Copyright© 2004, 2007 by Roxanne L. Green
I've been voting by absentee ballot for about fifteen years.
The last time I voted in person, I saw a woman turned away for wearing a political T-shirt. I doubt she gave any thought to doffing her shirt and voting in her bra -- some would say she was underqualified, or too old -- but I sure thought of it. Not for myself, but as a story idea. Brief notes on the idea have been sitting on my hard drive, the story unwritten, since I got back from the polls, way back then.
I saw a newspaper article about Debbie Dupeire, a woman who was not allowed to vote, because she was wearing a Bush-Cheney '04 T-shirt, in violation of Louisiana election law, which bans the display of candidates' names within 500 feet of a polling place. Debbie took off her T-shirt, and voted in her bra.
Thank you Debbie. This story is not about Debbie, I hasten to add. I admire her for doing what she did, even though I personally think she was voting on the wrong side. Nevertheless, her story was an inspiration to this first draft.
Reposting or Internet Archiving prohibited. All rights reserved by the author. Posted by the author on storiesonline.net, 2-28-07. Your personal copy is ok, but reposting or Internet archiving without the author's express written permission is prohibited.
It was chilly in the polling station. Suzi planned to get there hours earlier, when it was warmer, but she was running very late. She was a 19-year old bank teller in training, her first job since graduating from high school. Today was day her off, from both the bank and from the junior college, where Suzi was taking an early childhood education class. Her errands had taken much too long.
This was the first election since she turned eighteen. Suzi took her first time voting very seriously. She was so proud to be voting for her candidate for mayor. He was also her minister. He was running on a morality platform, a major plank of which was opposing topless entertainment, especially Topless Terri's Tavern, which had opened a few months earlier, down the block and across the street from the church.
Suzi was wearing a T-shirt, with a photo of her minister picketing the tavern.
Suzi got into line just a few minutes before the polls closed. By 8 P.M., she was in the middle of a very long line. A poll worker was walking towards the end of the line, where she would stand, to turn away latecomers. On the way to the back of the line, the poll worker told Suzi she couldn't wear that shirt in line, as it violated the electioneering provisions of state law.
If she left to change shirts, she wouldn't be allowed back in line, as her return would be after the polls closed. Her desire to vote for this most moral of all candidates was so strong that -- against her better judgment -- she stripped off the offending shirt. She was wearing a very sexy white lace bra.
She wasn't even allowed to her hold her shirt, because she could hold it so the name was visible, so it was confiscated. She would get it back after she voted. She was embarrassed beyond repair, in her skimpy bra, nipples on high beam because of the cold, with some of her new neighbors in line. She imagined somebody calling the police, and charging her with indecent exposure. But she absolutely had to vote! That was her moral calling. There were other names on the ballot, and many ballot measures, but the mayoralty election was even more important than the presidential election to Suzi. This community was where she lived, and she knew no woman could ever be safe on the streets, if there was a topless bar in town, arousing the men to unspeakable, unthinkable acts. The thought that she was doing God's work overcame her embarrassment at standing in line half-naked.

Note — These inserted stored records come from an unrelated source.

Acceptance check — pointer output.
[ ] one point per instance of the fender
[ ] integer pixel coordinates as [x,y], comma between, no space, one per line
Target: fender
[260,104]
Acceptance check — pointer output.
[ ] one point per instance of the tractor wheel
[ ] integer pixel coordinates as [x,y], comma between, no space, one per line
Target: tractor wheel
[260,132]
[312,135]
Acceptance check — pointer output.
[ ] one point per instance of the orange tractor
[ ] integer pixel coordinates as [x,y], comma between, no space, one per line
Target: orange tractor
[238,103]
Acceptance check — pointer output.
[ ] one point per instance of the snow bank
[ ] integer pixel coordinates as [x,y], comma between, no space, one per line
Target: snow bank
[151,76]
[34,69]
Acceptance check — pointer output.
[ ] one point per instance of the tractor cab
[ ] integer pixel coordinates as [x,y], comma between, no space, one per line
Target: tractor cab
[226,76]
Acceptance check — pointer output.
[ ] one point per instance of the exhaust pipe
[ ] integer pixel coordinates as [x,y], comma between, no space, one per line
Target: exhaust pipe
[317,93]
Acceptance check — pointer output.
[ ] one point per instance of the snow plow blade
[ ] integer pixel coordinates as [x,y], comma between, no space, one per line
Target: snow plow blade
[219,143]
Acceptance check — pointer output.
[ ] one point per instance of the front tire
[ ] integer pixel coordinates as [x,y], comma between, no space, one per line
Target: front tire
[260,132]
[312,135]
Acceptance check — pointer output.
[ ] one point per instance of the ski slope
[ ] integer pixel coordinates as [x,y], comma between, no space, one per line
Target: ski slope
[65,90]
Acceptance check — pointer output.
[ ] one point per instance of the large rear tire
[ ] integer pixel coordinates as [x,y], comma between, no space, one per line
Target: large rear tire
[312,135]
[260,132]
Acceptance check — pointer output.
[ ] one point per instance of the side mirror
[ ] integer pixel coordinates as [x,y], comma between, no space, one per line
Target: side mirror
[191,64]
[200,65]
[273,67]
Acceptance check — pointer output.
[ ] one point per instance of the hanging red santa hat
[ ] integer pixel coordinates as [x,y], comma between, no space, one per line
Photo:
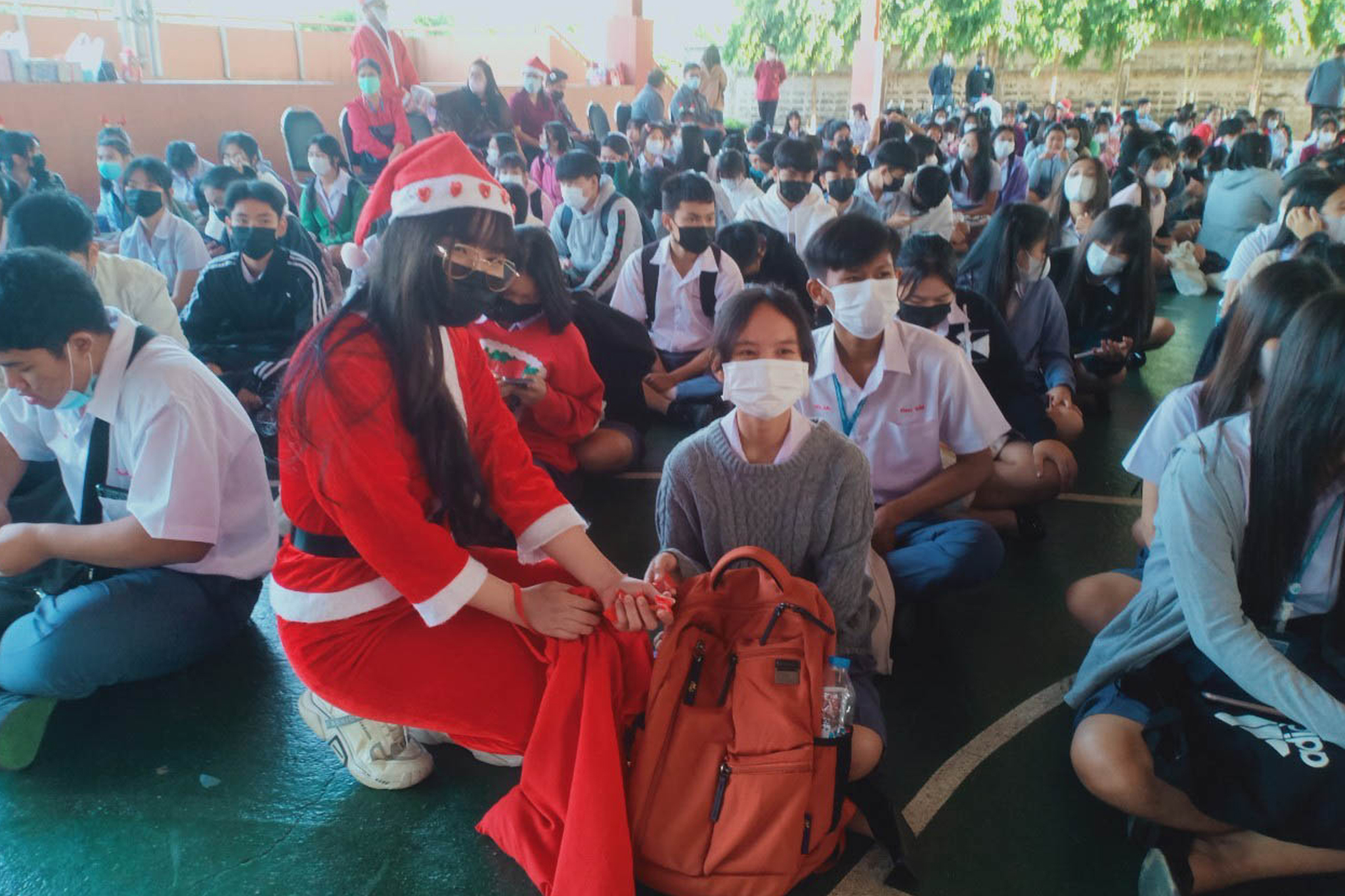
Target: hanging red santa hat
[432,177]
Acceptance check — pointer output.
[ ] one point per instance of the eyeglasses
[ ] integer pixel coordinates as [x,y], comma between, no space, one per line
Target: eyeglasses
[463,261]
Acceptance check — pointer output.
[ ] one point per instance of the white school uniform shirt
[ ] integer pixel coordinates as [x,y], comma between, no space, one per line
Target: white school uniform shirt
[920,394]
[797,223]
[798,433]
[174,247]
[182,448]
[1174,418]
[680,323]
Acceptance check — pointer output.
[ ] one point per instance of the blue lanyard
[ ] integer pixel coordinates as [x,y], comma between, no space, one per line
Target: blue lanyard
[847,419]
[1296,587]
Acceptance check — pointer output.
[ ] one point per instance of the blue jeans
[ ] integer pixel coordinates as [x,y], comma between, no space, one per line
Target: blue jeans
[935,555]
[136,625]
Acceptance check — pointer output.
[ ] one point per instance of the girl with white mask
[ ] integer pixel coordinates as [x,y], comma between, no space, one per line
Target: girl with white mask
[767,476]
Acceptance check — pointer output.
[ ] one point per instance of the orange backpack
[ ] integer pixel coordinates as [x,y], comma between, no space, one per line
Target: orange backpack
[732,792]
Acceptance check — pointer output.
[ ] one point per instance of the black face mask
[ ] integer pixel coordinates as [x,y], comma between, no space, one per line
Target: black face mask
[694,240]
[144,202]
[254,242]
[506,312]
[926,316]
[841,188]
[794,191]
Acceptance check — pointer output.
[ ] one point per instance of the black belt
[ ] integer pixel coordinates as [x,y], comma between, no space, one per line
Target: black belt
[322,545]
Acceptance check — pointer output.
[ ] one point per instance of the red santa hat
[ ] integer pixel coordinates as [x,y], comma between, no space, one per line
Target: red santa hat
[432,177]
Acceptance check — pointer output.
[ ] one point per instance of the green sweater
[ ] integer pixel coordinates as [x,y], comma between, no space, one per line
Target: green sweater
[314,217]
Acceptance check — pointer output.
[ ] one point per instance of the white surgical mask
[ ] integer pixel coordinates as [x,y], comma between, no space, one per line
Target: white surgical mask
[1102,263]
[573,196]
[866,307]
[766,387]
[1080,188]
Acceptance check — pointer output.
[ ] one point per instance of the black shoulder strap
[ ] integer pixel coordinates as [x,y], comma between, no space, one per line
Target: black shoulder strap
[708,281]
[650,272]
[96,465]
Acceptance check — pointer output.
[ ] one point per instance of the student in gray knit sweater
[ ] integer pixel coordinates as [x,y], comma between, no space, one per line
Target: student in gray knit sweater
[768,477]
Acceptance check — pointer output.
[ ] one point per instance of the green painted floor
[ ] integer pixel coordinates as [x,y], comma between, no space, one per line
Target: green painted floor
[118,802]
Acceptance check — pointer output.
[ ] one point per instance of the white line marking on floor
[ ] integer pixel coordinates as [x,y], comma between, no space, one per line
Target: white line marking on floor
[865,879]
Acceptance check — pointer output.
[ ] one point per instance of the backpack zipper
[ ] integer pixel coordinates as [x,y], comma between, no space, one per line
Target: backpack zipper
[693,676]
[728,679]
[717,806]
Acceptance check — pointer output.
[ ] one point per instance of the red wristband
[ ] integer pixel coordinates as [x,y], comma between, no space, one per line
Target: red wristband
[518,603]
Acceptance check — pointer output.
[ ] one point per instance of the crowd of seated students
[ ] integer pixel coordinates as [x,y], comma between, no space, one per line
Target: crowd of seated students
[904,335]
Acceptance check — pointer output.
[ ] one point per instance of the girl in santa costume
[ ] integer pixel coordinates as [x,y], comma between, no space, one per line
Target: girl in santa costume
[395,444]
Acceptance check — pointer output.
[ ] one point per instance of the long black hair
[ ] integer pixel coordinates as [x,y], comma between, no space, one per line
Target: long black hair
[1297,441]
[401,305]
[535,254]
[978,182]
[992,267]
[1265,307]
[1132,228]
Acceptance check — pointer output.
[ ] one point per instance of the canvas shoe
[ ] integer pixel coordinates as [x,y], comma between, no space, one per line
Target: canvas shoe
[378,754]
[23,720]
[433,738]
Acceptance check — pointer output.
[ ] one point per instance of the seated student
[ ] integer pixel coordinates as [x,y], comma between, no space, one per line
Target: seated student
[740,187]
[1232,387]
[114,155]
[598,230]
[1109,293]
[794,205]
[1049,165]
[736,480]
[1076,200]
[159,238]
[975,177]
[1009,267]
[1015,169]
[58,221]
[1241,601]
[837,175]
[892,163]
[618,163]
[177,526]
[540,360]
[899,391]
[240,151]
[254,305]
[554,142]
[187,169]
[331,202]
[690,277]
[1030,464]
[513,169]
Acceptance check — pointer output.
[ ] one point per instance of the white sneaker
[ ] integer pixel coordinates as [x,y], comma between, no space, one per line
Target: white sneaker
[378,754]
[435,738]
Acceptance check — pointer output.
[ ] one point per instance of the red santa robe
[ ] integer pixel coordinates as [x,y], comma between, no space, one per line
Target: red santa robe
[389,636]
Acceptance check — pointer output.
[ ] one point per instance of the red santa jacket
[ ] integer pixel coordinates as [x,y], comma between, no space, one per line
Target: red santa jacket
[365,481]
[573,403]
[366,45]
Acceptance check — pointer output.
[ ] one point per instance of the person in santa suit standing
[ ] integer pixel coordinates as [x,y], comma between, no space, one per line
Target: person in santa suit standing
[395,444]
[373,39]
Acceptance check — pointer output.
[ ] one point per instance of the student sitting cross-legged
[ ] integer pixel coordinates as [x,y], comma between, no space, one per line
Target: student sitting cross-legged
[899,391]
[739,479]
[674,286]
[177,524]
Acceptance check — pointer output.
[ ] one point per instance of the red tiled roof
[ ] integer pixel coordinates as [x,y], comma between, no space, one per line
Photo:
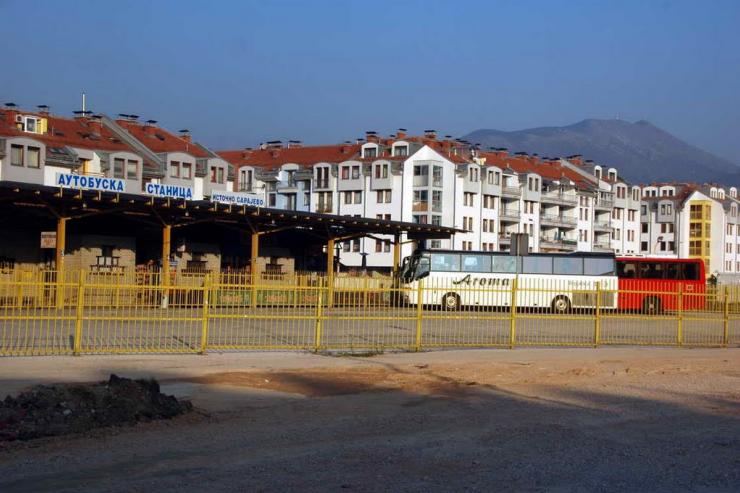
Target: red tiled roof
[307,156]
[553,170]
[82,133]
[159,140]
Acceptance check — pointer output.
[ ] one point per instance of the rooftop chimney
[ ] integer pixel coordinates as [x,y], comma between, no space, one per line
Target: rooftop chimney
[95,124]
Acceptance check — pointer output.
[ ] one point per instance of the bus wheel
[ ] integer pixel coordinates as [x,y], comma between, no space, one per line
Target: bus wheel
[561,304]
[651,305]
[451,301]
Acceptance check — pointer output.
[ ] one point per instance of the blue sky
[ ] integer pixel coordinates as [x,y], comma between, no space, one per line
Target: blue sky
[239,72]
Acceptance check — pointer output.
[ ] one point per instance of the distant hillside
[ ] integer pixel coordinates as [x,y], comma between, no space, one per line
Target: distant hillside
[640,151]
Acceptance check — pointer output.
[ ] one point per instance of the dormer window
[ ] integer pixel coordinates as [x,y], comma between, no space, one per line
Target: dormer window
[473,173]
[217,174]
[31,124]
[381,170]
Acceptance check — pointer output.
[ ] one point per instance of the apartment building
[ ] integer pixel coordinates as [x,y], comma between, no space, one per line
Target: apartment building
[563,204]
[687,220]
[100,153]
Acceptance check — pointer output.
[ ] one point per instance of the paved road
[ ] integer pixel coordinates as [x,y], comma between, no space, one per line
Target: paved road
[181,329]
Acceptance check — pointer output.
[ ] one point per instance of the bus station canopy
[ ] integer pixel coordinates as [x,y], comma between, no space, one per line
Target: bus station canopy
[77,204]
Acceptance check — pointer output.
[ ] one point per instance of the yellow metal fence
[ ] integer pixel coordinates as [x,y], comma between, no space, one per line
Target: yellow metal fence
[86,313]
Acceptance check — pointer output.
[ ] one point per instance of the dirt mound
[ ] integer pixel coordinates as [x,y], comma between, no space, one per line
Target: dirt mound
[49,410]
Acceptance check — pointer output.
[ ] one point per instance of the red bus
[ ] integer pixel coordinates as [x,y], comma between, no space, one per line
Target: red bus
[653,284]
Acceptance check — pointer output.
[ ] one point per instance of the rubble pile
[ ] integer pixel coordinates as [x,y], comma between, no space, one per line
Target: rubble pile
[50,410]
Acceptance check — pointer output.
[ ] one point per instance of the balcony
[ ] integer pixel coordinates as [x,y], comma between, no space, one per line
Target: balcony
[321,183]
[563,244]
[558,198]
[603,226]
[288,185]
[510,215]
[511,192]
[604,205]
[420,206]
[557,220]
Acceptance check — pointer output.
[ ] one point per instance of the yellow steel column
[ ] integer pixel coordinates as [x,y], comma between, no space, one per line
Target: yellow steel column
[254,253]
[726,318]
[597,317]
[419,312]
[61,245]
[330,273]
[165,274]
[679,334]
[512,310]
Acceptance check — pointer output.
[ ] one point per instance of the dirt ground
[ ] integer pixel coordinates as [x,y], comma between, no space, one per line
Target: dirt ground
[527,420]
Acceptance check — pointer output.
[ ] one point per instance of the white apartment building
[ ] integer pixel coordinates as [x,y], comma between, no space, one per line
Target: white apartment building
[563,204]
[683,220]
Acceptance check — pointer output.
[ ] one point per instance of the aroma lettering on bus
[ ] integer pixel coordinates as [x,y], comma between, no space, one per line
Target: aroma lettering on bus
[469,280]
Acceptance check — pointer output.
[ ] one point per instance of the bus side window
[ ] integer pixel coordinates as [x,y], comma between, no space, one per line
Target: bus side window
[476,263]
[651,270]
[690,271]
[504,264]
[626,270]
[671,270]
[537,265]
[600,267]
[445,262]
[568,266]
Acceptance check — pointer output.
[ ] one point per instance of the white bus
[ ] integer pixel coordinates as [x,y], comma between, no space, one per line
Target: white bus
[560,281]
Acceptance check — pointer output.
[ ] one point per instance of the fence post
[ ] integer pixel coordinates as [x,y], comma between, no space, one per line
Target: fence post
[597,318]
[419,312]
[206,314]
[319,315]
[679,334]
[512,311]
[79,312]
[726,319]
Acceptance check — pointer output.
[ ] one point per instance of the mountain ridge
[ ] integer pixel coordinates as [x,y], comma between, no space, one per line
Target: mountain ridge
[641,151]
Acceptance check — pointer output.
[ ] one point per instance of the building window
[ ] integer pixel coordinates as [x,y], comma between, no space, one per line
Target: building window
[187,171]
[16,155]
[118,167]
[217,175]
[132,170]
[106,257]
[34,157]
[381,171]
[383,196]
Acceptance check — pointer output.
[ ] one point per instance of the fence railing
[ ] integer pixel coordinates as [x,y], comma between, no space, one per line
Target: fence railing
[83,313]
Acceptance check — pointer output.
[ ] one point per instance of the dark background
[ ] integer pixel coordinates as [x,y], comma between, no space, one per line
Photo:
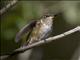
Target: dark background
[68,17]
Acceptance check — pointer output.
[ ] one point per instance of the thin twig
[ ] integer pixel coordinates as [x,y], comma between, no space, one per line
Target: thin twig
[50,39]
[9,5]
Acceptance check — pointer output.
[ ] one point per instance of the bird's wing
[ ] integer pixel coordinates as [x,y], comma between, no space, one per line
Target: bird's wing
[24,30]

The line seemed to take forever, her fears and anxiety getting worse and worse, but as men talked with her, and flirted with her, she found it strangely arousing. Bending over to sign in, she knew what the poll worker was staring at. She felt a flush come over her face and chest. Somebody teased her, asking if she was blushing all over.
By the time she was in the privacy of the voting booth, Suzi was so turned on her hands found themselves busy with her body, before she could vote. She wasn't quite as silent as she thought she was, and many of those who already voted remained in the polling station, to see her walk out.
When she finally came out of the booth. many people were smiling at her, but she did see some angry stares too, when she turned in her ballot. Suzi asked for her shirt, but they 'couldn't find it.' She walked outside, and jogged half a block to her car. She was glad Daylight Savings Time had ended, because it was dark, not twilight. As she drove home to her new apartment, she thought about what had happened. She was literally shaking as she walked through the well-lighted parking lot, past the party room where there was a potluck dinner, where residents were watching the election results on TV.